I'd prefer working lines, my dog was from working stock and I adored his energy and looks. We're in the early stages of looking, but hoping to purchase within the next 6mos or so and would greatly appreciate any advice.


----------



## Galathiel (Nov 30, 2012)

I think Germelhaus has some litters coming up. MelloDee was very nice when I emailed her and quick about getting back to me. (I was just doing preliminary questions at the time). Has been recommended on here several times I think.

=:= Germelhaus German Shepherd Dogs =:= Breeding Top Working Schutzhund GSDs


----------



## arellie (Feb 20, 2016)

Thank you for the lead! I'll check them out and shoot over an email.

I fished out my dog's paperwork & found he was from mainly DDR lineage. I'd known he was mostly foreign but couldn't remember from where. I know another dog can't take his place, but thought that might be relevant? I don't know, I feel way out of depth. I haven't looked at GSDs in years.


----------



## RZZNSTR (Jan 24, 2015)

Good luck in your search!


----------



## Galathiel (Nov 30, 2012)

I don't think I would necessarily be looking for DDR dogs for IPO. My mostly (75/25) DDR dog is more independent, less interested in working with you than any other GSD I've had. Slower maturing as well.


----------



## osito23 (Feb 17, 2014)

I would recommend either Meerhout or Germelhaus. If you want to see some of the dogs in action there are several upcoming IPO trials - one tomorrow about an hour away from Waco that will have dogs from both kennels represented. 
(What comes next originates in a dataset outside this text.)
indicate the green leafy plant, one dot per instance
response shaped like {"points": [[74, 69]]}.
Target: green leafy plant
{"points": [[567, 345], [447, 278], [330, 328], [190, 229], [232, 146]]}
Region/Events | United Schutzhund Clubs of America

https://www.facebook.com/Meerhout-Shepherds-157810971768/

Van Meerhout German Shepherds

=:= Germelhaus German Shepherd Dogs =:= Breeding Top Working Schutzhund GSDs


----------



## mnm (Jan 9, 2006)

Regarding the neutering ASAP - I actually have a clause in my contract that you can not neuter or spay before 18 months of age. I do believe most reputable breeders follow this guideline as well. They need the growth hormones for proper development until the growth plates close, which is around 18 months.


----------



## NancyJ (Jun 15, 2003)

My breeder also had a clause not to neuter for at least 2 years. Same reason.


----------



## Tulip (Jul 31, 2012)

I got my Czech/DDR working line gsd from Debra Tapp, at Coyote Creek Ranch Texas in Scurry, TX. I would only recommend her if you are looking for a VERY high energy dog. I thought I was ready for this much dog, but Kody is still a handful at 3 and a half years old. You need to make sure you continue socialization (especially with other dogs) for their first two years, otherwise you might be screwed and end up with a dog aggressive dog like I did if you stop socializing after 1 year. Very good health and working ability, but you iffy temperament. Good luck!


----------



## Emoore (Oct 9, 2002)

I 2nd (3rd?) Germelhaus.


----------



## Kayos and Havoc (Oct 17, 2002)

I hear good things about Germelhaus and Meerhout. You can also look at v.d. Austerlitz in the Tulsa area. 

If you decide you might want to look at West German Showlines PM me for a good breeder in Oklahoma.


----------